I felt the need to write about the idea of death and resurrection naturally following Easter Sunday. I am not a religious person but I understand the magnanimity of this day. I have always been moved by Easter Sunday not solely for the story of Jesus, but because of the idea of redemption. I am a big believer in man’s ability to be redeemed and for reconciliation. These points are even more telling as this past week marked the 15 year anniversary of the Rwandan Genocide.
To even use the word anniversary in remembrance of something so horrific. Listening, however, to the PRI (Public Radio International) broadcast this past Sunday night of the rebuilding after the worst is like the telling of the anniversary of hope springing eternal. The most moving story was that of a women who lost most of her family living neighborly next to one of the perpetrators.
How can she do that is the obvious response. The principal driver for the reconciliation for most seems to be the belief in forgiveness and vision of a tomorrow where we are all made whole (or as close as possible) by the redeeming work we all put into building the world we want. A world where “great” nations do not stand idly by, while entire generations are lost. A society where it is not me first and everyone for themselves. A community of learning, cultural exchange, love and building.
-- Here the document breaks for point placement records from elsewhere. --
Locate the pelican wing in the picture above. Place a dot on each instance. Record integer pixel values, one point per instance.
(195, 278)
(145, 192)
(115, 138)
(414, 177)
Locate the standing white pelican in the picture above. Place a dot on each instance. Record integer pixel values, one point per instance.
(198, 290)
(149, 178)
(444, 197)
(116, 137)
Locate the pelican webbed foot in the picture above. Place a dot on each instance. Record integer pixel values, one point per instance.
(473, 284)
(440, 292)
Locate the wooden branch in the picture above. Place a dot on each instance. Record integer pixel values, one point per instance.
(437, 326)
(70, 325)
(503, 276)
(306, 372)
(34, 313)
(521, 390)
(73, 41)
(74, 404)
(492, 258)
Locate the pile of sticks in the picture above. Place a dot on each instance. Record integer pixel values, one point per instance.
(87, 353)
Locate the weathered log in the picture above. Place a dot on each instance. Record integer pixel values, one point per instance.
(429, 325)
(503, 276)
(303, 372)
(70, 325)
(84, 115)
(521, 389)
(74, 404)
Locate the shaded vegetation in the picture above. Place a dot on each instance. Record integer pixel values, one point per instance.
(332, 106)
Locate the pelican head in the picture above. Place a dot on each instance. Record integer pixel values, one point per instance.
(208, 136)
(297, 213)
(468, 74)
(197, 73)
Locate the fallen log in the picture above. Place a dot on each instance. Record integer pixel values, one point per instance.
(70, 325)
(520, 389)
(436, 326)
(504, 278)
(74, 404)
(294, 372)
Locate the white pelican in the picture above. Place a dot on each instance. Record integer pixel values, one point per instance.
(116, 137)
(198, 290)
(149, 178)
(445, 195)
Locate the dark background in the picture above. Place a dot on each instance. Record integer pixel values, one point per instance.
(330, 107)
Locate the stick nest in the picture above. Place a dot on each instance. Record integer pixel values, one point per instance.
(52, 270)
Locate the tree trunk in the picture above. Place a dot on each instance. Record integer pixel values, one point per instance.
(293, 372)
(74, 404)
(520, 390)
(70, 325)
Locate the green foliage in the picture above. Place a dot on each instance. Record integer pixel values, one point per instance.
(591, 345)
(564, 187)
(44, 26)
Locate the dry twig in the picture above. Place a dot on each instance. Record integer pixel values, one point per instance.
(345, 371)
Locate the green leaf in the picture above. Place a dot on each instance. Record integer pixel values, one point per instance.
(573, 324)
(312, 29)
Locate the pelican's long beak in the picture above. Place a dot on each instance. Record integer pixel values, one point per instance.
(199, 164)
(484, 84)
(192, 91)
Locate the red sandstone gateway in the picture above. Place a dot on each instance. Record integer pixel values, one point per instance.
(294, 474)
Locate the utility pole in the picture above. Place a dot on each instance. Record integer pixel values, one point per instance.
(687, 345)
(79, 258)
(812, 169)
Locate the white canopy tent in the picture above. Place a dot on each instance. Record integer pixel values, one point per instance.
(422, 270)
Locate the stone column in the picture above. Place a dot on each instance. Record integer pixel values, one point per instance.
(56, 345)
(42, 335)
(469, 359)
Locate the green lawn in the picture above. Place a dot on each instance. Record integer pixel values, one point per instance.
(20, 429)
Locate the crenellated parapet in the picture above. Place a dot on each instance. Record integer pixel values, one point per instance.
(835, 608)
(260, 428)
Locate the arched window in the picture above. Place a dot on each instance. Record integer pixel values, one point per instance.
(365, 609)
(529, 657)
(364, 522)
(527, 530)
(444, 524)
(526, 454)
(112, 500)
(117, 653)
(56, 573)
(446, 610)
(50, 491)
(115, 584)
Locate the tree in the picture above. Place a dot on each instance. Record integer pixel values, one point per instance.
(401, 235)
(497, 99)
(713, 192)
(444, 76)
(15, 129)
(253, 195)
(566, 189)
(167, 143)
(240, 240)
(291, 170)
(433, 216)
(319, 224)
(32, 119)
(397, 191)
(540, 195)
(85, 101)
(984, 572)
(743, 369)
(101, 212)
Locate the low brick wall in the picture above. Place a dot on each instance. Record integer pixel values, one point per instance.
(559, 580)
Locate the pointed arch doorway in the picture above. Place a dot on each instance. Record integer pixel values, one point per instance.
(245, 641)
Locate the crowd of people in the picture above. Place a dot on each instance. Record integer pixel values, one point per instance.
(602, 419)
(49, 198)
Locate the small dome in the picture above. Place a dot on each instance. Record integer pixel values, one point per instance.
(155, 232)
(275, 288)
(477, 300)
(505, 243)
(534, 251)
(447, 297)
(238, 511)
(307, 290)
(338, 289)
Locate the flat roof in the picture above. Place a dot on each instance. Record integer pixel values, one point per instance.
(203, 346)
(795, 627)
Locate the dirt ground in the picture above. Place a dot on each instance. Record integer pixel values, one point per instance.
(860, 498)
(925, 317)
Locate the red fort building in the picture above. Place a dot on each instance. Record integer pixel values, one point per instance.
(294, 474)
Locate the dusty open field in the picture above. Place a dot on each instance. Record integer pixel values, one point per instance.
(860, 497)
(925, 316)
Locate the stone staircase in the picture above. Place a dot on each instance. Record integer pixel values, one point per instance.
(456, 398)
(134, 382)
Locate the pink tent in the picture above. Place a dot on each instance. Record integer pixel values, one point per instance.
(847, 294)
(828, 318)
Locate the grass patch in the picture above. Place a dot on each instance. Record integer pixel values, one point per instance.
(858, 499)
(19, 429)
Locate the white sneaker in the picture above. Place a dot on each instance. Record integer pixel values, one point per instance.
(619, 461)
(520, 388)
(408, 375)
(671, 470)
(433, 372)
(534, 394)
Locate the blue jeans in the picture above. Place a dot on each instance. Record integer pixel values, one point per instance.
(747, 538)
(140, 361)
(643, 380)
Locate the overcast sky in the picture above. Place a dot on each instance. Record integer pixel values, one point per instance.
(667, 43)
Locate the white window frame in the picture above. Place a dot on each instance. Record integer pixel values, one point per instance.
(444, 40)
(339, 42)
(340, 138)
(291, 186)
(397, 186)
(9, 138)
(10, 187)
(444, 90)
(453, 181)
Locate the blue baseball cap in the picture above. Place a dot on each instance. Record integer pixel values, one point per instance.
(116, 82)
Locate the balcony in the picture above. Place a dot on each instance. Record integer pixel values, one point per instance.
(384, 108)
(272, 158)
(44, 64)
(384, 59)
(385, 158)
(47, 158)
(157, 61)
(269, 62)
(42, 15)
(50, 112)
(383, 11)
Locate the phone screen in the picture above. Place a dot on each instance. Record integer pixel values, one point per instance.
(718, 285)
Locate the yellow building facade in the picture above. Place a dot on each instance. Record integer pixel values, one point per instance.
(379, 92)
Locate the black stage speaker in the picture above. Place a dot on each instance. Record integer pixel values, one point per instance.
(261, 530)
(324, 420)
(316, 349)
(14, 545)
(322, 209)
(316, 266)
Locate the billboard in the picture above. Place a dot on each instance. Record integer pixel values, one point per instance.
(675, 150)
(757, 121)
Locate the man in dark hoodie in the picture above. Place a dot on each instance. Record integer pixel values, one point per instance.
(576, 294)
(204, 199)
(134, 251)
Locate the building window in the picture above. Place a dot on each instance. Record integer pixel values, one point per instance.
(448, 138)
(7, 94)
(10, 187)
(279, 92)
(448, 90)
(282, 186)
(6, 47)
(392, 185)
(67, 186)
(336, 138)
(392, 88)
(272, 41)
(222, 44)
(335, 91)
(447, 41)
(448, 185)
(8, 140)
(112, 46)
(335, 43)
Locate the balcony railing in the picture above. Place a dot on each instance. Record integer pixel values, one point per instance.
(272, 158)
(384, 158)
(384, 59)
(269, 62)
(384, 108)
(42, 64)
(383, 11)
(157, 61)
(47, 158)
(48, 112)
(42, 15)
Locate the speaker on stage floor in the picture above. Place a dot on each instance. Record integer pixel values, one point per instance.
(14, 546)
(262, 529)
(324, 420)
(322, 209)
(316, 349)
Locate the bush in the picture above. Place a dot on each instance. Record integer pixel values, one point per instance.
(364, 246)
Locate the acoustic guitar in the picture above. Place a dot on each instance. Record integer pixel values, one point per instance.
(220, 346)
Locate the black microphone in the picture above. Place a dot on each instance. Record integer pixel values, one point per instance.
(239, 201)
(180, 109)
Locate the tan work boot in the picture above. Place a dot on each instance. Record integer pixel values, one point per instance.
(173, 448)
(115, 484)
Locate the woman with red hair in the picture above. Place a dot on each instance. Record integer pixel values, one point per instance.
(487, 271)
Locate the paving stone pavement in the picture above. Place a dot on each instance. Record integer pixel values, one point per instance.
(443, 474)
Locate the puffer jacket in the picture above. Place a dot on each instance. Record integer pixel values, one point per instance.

I often feel I have lived a myriad of lifetimes in all the memories of the disparate experiences I have had. As those oldest memories fade and sometimes die, I feel resurrected into moments of awareness, suspended from time and place, where I ask, “was that me?” I have learned not to hold on to too much from the past by instead focusing on the renewing qualities of what is to come. With that, a belated Happy Easter to everyone.